Meru, Nanyuki, Naivasha and Narok, all springboard to or home of some of Kenya’s major tourism attractions, are now no longer part of those sections of Kenya where ‘particular vigilance‘ against the potential of terror attacks is mentioned.
Kenya’s tourism trade had for long lobbied the UK authorities to be more realistic in their advisories and not slap blanket bans on wide sections of the country which have not experienced problems of this kind.
The latest edition of the FCO advisory on Kenya further reads:
The Foreign and Commonwealth Office (FCO) advise against all but essential travel to:
- areas within 60km of the Kenya-Somali border
- Garissa County
- Lamu County (excluding Lamu Island and Manda Island)

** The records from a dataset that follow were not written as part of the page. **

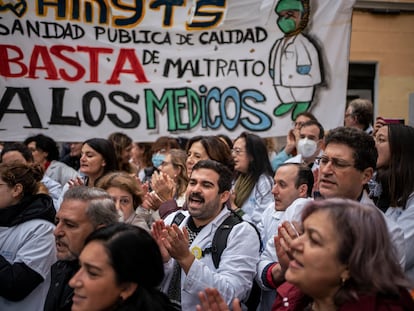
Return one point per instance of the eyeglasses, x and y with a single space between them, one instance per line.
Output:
298 124
237 151
335 162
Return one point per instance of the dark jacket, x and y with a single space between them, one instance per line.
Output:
38 206
59 296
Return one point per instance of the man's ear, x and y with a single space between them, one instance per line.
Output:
224 197
127 290
367 175
17 190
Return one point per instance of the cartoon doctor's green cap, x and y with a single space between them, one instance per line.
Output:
286 5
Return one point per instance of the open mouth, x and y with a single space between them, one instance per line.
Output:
196 198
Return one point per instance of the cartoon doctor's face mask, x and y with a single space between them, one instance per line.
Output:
286 24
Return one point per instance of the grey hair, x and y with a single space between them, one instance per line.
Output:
101 209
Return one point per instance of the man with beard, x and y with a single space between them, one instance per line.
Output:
187 247
83 210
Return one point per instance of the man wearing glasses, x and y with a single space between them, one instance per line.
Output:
346 166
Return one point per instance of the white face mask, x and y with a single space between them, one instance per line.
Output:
306 147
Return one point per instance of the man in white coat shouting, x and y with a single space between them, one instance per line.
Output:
188 244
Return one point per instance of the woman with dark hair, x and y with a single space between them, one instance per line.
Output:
395 175
45 152
252 191
120 269
26 238
98 158
128 195
343 261
173 168
123 145
208 147
158 152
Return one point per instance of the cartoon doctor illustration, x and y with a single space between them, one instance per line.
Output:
294 60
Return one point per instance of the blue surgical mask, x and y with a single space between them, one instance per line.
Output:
157 159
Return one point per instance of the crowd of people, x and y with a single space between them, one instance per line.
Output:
212 223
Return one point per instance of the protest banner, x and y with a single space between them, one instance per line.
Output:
78 69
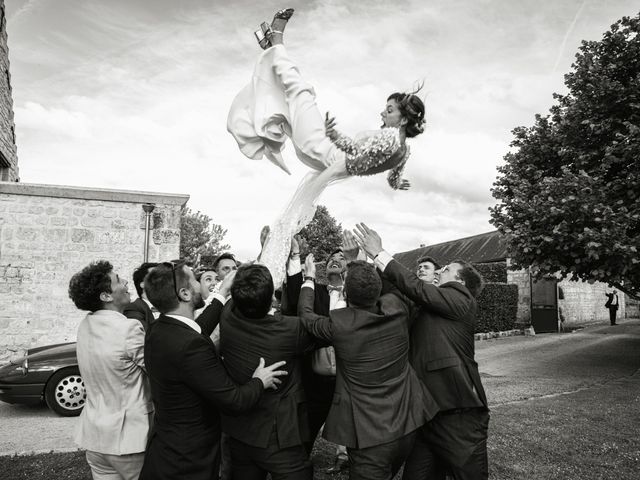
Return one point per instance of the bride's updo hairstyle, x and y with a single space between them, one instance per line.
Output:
412 108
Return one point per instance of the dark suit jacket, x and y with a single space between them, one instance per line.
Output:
189 387
378 397
275 337
442 341
140 311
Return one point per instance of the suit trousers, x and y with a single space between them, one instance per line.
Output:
253 463
115 467
319 390
380 462
456 440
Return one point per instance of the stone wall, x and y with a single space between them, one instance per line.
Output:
48 233
522 279
583 302
8 151
632 307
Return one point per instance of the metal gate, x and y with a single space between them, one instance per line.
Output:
544 305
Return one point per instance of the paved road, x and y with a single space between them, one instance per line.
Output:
518 368
513 369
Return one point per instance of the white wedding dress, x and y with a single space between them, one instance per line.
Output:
278 104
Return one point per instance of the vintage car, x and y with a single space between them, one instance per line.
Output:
47 373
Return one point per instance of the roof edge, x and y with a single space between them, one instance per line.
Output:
90 193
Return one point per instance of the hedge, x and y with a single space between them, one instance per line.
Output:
495 272
497 308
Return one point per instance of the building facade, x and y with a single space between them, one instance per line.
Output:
48 233
8 150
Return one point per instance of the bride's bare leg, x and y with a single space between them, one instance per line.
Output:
278 25
308 135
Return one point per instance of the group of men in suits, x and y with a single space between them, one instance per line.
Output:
404 387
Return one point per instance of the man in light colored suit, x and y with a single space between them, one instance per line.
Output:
114 424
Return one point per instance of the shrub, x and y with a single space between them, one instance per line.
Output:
495 272
497 308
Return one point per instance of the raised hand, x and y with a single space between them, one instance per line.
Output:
368 239
225 286
350 247
264 234
310 266
329 127
295 247
269 375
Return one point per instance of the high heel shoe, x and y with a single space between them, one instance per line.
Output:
278 23
263 35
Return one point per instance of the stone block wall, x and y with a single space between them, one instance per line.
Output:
8 151
583 302
632 307
522 279
48 233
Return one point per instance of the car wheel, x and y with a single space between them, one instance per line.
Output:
65 393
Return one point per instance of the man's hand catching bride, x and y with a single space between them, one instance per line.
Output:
269 375
329 127
368 239
350 247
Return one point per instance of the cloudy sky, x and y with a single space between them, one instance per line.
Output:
134 94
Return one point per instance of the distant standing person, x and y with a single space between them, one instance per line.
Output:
612 304
114 424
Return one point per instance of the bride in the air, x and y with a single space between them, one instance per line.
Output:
278 104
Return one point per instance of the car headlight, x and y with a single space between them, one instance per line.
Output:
24 366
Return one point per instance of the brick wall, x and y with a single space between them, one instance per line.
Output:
8 151
48 233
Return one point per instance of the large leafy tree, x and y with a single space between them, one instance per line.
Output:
569 191
322 235
199 236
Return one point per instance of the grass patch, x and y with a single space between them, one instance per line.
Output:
584 435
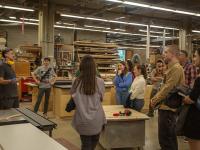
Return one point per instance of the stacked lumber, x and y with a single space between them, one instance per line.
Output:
105 55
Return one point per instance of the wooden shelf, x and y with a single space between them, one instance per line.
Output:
106 68
94 44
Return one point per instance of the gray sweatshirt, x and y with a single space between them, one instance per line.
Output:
89 116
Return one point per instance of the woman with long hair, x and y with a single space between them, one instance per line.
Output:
138 88
122 82
192 124
87 92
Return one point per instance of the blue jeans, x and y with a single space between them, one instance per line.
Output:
121 97
41 93
137 104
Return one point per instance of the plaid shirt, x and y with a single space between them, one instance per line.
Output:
190 74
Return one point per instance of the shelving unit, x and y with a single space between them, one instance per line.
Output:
105 55
29 54
63 56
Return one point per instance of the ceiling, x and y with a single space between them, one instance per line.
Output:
116 11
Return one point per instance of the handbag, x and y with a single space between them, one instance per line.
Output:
180 121
70 105
128 101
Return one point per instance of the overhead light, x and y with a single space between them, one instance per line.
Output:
153 32
97 19
105 31
12 21
16 8
162 27
27 19
69 24
195 31
155 7
12 17
98 27
103 20
119 18
15 21
72 16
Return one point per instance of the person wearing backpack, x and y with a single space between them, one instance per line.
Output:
192 121
44 76
87 93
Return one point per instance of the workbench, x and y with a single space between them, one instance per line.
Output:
26 137
62 96
123 131
24 115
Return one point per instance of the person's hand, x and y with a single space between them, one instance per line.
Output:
187 100
153 103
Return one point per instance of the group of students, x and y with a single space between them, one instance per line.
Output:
88 92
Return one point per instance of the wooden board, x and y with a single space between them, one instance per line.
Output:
101 56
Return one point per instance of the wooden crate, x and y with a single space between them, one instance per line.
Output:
34 99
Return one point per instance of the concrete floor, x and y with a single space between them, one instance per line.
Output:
65 130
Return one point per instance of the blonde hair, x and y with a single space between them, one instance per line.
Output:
173 49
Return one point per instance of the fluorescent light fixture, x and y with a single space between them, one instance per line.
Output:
98 27
120 30
162 27
15 21
103 20
105 31
58 22
27 19
16 8
153 32
69 24
119 18
72 16
12 17
155 7
195 31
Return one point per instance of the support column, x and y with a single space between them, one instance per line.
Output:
182 39
185 39
148 42
46 28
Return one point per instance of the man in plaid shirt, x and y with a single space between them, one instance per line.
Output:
189 69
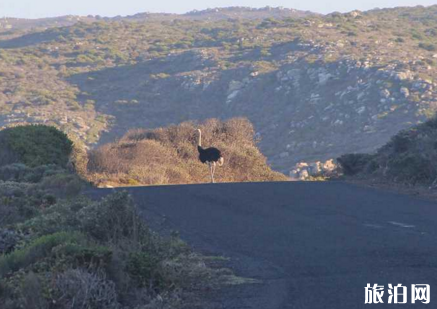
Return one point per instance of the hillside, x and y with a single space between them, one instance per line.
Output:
314 86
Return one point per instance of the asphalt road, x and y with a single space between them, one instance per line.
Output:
313 245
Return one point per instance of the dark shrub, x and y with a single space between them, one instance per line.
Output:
353 164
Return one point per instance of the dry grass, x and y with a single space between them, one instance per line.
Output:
169 156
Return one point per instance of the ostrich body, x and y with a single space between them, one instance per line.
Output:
211 155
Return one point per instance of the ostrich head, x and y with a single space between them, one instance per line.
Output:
200 137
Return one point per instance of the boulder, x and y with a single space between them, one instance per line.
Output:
405 92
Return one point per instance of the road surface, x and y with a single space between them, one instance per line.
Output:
312 244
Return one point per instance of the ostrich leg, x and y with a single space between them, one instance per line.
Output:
213 171
210 172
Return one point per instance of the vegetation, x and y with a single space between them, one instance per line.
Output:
169 156
35 145
61 250
409 158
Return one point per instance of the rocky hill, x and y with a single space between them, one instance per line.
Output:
8 24
314 86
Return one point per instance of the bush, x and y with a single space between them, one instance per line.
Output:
428 46
410 157
35 145
111 220
169 155
353 164
35 251
79 289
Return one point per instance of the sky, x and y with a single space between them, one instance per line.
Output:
51 8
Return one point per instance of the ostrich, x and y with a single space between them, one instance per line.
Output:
211 155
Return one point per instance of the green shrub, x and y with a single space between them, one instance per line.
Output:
144 269
37 250
111 220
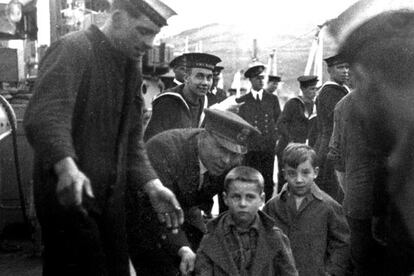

- areas of Tana River County north of the Tana river itself
- within 15km of the coast from the Tana river down to the Galana (Athi-Galana-Sabaki) river
The areas to which the FCO advise against all but essential travel (marked in amber on the map above) don’t include Kenya’s safari destinations in the national parks, reserves and wildlife conservancies (including the Aberdare National Park, Amboseli, Laikipia, Lake Nakuru, Masai Mara, Meru, Mount Kenya, Samburu, Shimba Hills and Tsavo), nor does it include the beach resorts of Mombasa, Malindi, Kilifi, Watamu, Diani, Lamu Island and Manda Island, or Mombasa (Moi International), Malindi and Manda airports. If you travel to Lamu Island or Manda Island, you should do so by air to Manda airport and not by road.
However, there’s a heightened threat of terrorism, including terrorist kidnappings, across Kenya, including to people travelling in or through Nairobi, the coast and resort areas around Mombasa and Malindi and their surrounding areas, and the northern border counties. Attacks, including terrorist kidnappings, could target Westerners, including British nationals. Attacks could be indiscriminate in places frequented by foreigners including hotels, bars, restaurants, sports bars and nightclubs, sporting events, supermarkets, shopping centres, commercial buildings, coastal areas including beaches, government buildings, airports, buses, trains and other transport hubs. Places of worship including churches and mosques have also been targeted. Be particularly vigilant in these areas.